Intel 8086 String Instructions

The Intel 8086 microprocessor, introduced in 1978, was Intel’s first 16-bit microprocessor. It extended the architecture of the 8-bit 8080 to allow addressing up to one megabyte of memory with a segmented address scheme, full 16 bit arithmetic, multiply and divide instructions, and support for coprocessors such as the 8087, which supported hardware floating point arithmetic. Another innovation of the 8086 was what were called “string instructions”, in which blocks of memory as large as 64 kilobytes can be moved, cleared, and compared with a single instruction that runs as fast as the memory can cycle, many times faster than a written-out loop in machine language. A six-instruction memory byte move loop:

loop        mov     al,[si]     ; Load AL from [src]
            mov     [di],al     ; Store AL to [dst]
            inc     si          ; Increment src
            inc     di          ; Increment dst
            dec     cx          ; Decrement len
            jnz     loop        ; Repeat the loop

can be replaced with:

            cld                  ; Clear the Goddam decrement bit
            rep                  ; Repeat until CX = 0
            movsb                ; Move the data block

where the “rep” instruction modifies the subsequent “movsb” instruction (move bytes) to repeat, counting down the CX register for each byte until it is zero. The written-out loop does 11 memory accesses for each byte it moves, nine to fetch the instructions and two to actually load and store the byte, while the “rep movsb” does only the load and store for each byte.

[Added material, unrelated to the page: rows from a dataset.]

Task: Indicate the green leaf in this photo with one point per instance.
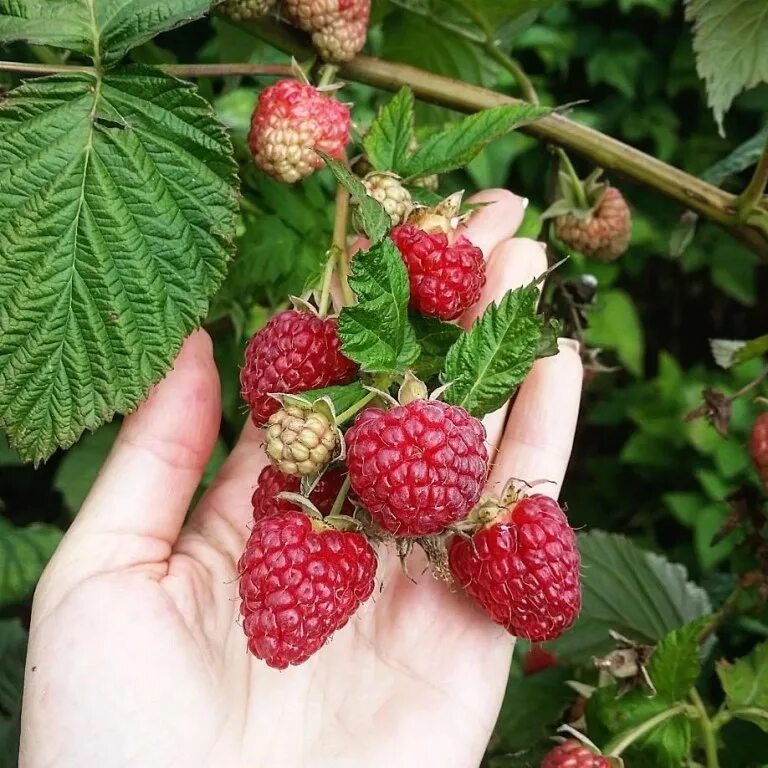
(487, 363)
(745, 683)
(23, 555)
(743, 157)
(676, 664)
(728, 353)
(546, 695)
(729, 41)
(388, 141)
(612, 718)
(13, 652)
(117, 216)
(616, 325)
(435, 339)
(81, 464)
(375, 332)
(638, 593)
(374, 219)
(342, 397)
(101, 29)
(460, 142)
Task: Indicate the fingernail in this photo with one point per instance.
(572, 344)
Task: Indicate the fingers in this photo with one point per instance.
(513, 263)
(539, 434)
(497, 220)
(145, 487)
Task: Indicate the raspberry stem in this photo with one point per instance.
(356, 408)
(576, 184)
(341, 497)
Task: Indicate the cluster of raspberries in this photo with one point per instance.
(405, 473)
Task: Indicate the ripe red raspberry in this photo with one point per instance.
(537, 660)
(446, 278)
(603, 234)
(300, 581)
(290, 122)
(294, 352)
(271, 482)
(758, 446)
(523, 568)
(418, 467)
(338, 27)
(573, 754)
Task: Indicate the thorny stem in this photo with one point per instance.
(749, 198)
(708, 733)
(492, 49)
(571, 171)
(604, 151)
(325, 290)
(340, 498)
(703, 410)
(340, 223)
(616, 746)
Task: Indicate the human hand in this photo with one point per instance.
(136, 656)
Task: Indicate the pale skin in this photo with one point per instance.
(137, 656)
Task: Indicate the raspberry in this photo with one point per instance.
(537, 660)
(300, 441)
(338, 27)
(294, 352)
(272, 481)
(758, 446)
(290, 122)
(446, 278)
(418, 467)
(603, 234)
(387, 189)
(242, 10)
(573, 754)
(300, 581)
(523, 568)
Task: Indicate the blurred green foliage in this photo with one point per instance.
(638, 470)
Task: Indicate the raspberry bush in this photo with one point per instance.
(151, 183)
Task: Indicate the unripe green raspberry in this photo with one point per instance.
(242, 10)
(387, 189)
(300, 441)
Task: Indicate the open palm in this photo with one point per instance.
(136, 654)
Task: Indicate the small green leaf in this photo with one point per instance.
(374, 219)
(729, 41)
(460, 142)
(728, 353)
(546, 695)
(388, 141)
(638, 593)
(117, 219)
(745, 683)
(101, 29)
(487, 363)
(613, 718)
(615, 324)
(342, 397)
(435, 339)
(375, 332)
(676, 664)
(23, 555)
(81, 464)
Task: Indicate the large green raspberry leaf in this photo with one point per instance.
(117, 214)
(101, 29)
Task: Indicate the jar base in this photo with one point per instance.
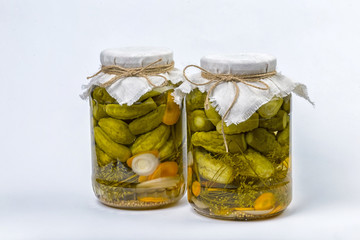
(238, 215)
(137, 205)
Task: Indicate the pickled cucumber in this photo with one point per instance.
(265, 142)
(130, 112)
(102, 96)
(199, 122)
(248, 125)
(286, 104)
(195, 100)
(151, 140)
(212, 169)
(98, 110)
(214, 142)
(212, 115)
(148, 122)
(102, 158)
(111, 148)
(117, 130)
(167, 149)
(270, 108)
(257, 165)
(276, 123)
(283, 137)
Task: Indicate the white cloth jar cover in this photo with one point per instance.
(128, 90)
(250, 98)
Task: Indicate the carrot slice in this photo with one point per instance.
(154, 152)
(142, 178)
(265, 201)
(165, 169)
(196, 188)
(172, 112)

This is a dramatic improvement in efficiency, but poses a problem. Since a repeated instruction can perform up to up to 65535 operations, given the speed of memory at the time, a string instruction could take a substantial part of a second to execute, longer if the memory was slow and imposed wait states on the processor. If the CPU locked up until the repeat instruction was done, it could not process interrupts from I/O devices, leading to lost data from, for example, user keystrokes or characters arriving from serial ports. So, a repeated instruction must be able to be interrupted, then resumed when interrupt processing is complete. But recall that, for example, a move instruction can operate on either 16 bit words or individual 8 bit bytes, can run with addresses either ascending or descending (the dreaded and detested “direction flag”), and 16 bit words may be misaligned with respect to physical memory, which forces two separate byte accesses for each word (programmers try to avoid this because of the performance hit, but if you do it, it still has to work). This makes the process of adjusting everything when the instruction is interrupted exquisitely complicated, with the counter and pointer registers needing to be adjusted by anywhere from −3 to +2 at each interrupt, which is done by the following piece of silicon magic.

All of this and more is explained in Ken Shirriff’s latest installment of his magnificent series reverse-engineering the 8086 at the transistor level, “The microcode and hardware in the 8086 processor that perform string operations”. The explanation of the clever way this is implemented in the processor’s microcode is particularly enlightening.

All x86 architecture processors, 45 years later, support these instructions and must cope with the complexity they create (compounded by extensions to allow moving data 32- and 64-bits at once).

See also the 2022-11-29 post “Fixing a Bug in the Intel 8086 Processor Silicon”.


In the late ‘70s, I got my hands on the datasheet for the soon-to-be-released 8086. That’s when Steve Freyder and I at the PLATO lab at the University of Illinois began work on an OS even before there were any physical chips. I asked Steve, who was my housemate at the time, to write an emulator for the 8086 using COMPASS macros (previously developed by Don Lee*) for the CDC Cyber 6500 on which PLATO was running. The reason I was so aggressive in getting to market first with an OS for the 8086 is that I knew that the first OS to for the 8086 that went into widespread adoption would create a network effect between software developers and software consumers, the quality of which would be constrained by the quality of the OS — and if commercialized would create a software monopoly.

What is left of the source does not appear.